How does the replication machinery affect the choice of centromeric recombination pathways to suppress Rad52-dependent SSA? A pair of complementary ssDNAs are prerequisite for SSA, but several lines of evidence suggest that limited levels of ssDNAs are formed during centromere replication. In Xenopus egg extracts, the replication kinetics of centromeric DNA are slow and RPA is underrepresented on centromere chromatin73. The Swi1 homologue in budding yeast, Tof1, slows down or pauses fork progression at centromeres70, and loss of Swi1 increases ssDNA levels at replication forks in fission yeast and mammals71,72. It is possible that the replicative CMG helicase moves slowly and is tightly coupled to DNA synthesis at centromeres, resulting in limited ssDNA formation (Fig. 8b). Mutations in Swi1 or Pof3, both of which regulate fork progression37,38,52,70–72, may uncouple DNA unwinding and synthesis, increasing single-strand gaps during replication. Mutations in Pol α or Pol ε may also increase single-strand gaps due to defects in DNA synthesis. We propose that the replication machinery restrains ssDNA gap formation at centromeres, thereby suppressing Rad52-dependent SSA at repetitive centromeres. Understanding how the replication machinery is regulated at centromeres is one of the important directions of future study.
Methods
Genetic procedures
The fission yeast strains used in this study are listed in Supplementary Table 1. Standard genetic procedures were used, as previously described26. YE3S is YE media supplemented with 225 µg mL-1 each of leucine, uracil, and adenine.
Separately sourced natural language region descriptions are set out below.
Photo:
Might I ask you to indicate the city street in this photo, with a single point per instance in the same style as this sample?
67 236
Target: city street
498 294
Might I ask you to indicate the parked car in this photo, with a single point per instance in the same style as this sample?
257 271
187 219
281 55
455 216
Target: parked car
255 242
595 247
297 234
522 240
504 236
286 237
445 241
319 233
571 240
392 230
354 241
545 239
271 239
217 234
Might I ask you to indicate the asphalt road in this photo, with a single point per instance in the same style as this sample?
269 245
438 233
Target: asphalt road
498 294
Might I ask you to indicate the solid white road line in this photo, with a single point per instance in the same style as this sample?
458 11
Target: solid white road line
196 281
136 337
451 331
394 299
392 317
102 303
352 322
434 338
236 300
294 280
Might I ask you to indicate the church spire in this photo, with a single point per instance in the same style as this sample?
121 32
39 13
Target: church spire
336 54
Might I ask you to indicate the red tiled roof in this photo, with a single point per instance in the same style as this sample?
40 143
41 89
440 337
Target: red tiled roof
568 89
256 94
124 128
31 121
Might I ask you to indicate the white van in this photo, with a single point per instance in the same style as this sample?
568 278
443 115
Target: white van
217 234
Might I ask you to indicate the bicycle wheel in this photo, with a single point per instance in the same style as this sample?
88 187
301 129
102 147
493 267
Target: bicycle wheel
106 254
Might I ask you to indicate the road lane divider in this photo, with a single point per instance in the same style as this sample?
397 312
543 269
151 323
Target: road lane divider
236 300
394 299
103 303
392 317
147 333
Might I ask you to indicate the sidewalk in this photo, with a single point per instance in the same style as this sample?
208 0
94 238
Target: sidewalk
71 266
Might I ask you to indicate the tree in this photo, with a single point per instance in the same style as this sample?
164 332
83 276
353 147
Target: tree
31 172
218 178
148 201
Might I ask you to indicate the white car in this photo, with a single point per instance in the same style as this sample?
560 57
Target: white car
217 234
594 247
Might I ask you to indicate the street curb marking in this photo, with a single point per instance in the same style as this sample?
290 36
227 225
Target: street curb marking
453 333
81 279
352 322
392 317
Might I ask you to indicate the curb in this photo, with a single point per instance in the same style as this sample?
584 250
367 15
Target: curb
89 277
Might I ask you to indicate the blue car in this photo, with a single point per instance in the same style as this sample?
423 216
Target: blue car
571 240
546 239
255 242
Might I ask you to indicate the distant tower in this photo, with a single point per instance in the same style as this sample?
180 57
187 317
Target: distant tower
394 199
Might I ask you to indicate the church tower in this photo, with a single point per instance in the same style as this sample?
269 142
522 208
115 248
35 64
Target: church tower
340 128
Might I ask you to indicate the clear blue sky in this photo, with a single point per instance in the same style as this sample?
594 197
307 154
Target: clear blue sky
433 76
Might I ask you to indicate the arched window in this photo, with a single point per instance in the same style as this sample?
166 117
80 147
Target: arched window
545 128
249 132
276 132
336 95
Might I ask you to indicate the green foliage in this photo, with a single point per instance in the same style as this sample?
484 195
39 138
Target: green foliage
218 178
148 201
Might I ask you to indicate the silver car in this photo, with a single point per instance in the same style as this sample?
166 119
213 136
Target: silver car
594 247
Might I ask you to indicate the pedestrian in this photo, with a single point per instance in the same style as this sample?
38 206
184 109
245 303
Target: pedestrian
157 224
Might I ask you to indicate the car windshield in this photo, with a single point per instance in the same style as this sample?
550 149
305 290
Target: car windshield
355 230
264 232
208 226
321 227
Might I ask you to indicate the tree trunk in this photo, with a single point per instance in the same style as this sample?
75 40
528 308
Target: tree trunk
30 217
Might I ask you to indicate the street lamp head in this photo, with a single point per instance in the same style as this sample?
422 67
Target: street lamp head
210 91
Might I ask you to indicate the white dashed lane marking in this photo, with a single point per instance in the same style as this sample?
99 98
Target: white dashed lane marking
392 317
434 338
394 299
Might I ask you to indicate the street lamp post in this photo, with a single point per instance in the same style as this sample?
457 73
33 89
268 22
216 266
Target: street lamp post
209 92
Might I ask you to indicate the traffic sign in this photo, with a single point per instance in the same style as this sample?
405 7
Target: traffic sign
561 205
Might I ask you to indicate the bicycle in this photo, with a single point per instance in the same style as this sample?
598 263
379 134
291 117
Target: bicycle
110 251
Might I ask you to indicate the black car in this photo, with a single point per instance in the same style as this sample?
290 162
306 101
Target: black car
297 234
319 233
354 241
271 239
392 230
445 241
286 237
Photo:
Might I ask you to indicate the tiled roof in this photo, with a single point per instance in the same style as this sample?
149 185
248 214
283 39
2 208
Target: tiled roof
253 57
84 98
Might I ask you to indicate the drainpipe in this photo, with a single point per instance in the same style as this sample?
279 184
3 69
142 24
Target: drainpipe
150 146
To obtain mutations that increase Rad51/Rad54-independent recombination at centromeres, rad54∆ cells containing ade6B/ade6X heteroalleles at cen1 (TNF3452) were treated with 0.1 M sodium nitrate for 5–15 min and plated on non-selective YE + A plates. Independent clones were incubated as patches on YE + A plates and transferred to EMM plates. We recovered three clones that reproducibly formed elevated levels of Ade+ recombinants on EMM, two of which exhibited temperature-sensitive growth defects. After at least four rounds of backcrossing with the wild-type strain, we introduced a genomic library into the two clones and found that the plasmids containing pof3 or spb70 complemented their growth defects. Sanger sequencing of genomic DNA prepared from the two clones identified pof3-L148R and spb70-G529D mutations. For the remaining clone, genomic DNA was subjected to deep sequencing using an Illumina HiSeq 2000 platform (Eurofins Operon, Japan). Analysis of the whole-genome sequence using MAQ software (ver.0.6.6)74 identified the pol1-R961K mutation. The recombination phenotypes of the three clones were complemented by plasmids containing pof3 (pTN982), spb70 (pTN986), and pol1 (pTN990), respectively (Supplementary Fig. 4a).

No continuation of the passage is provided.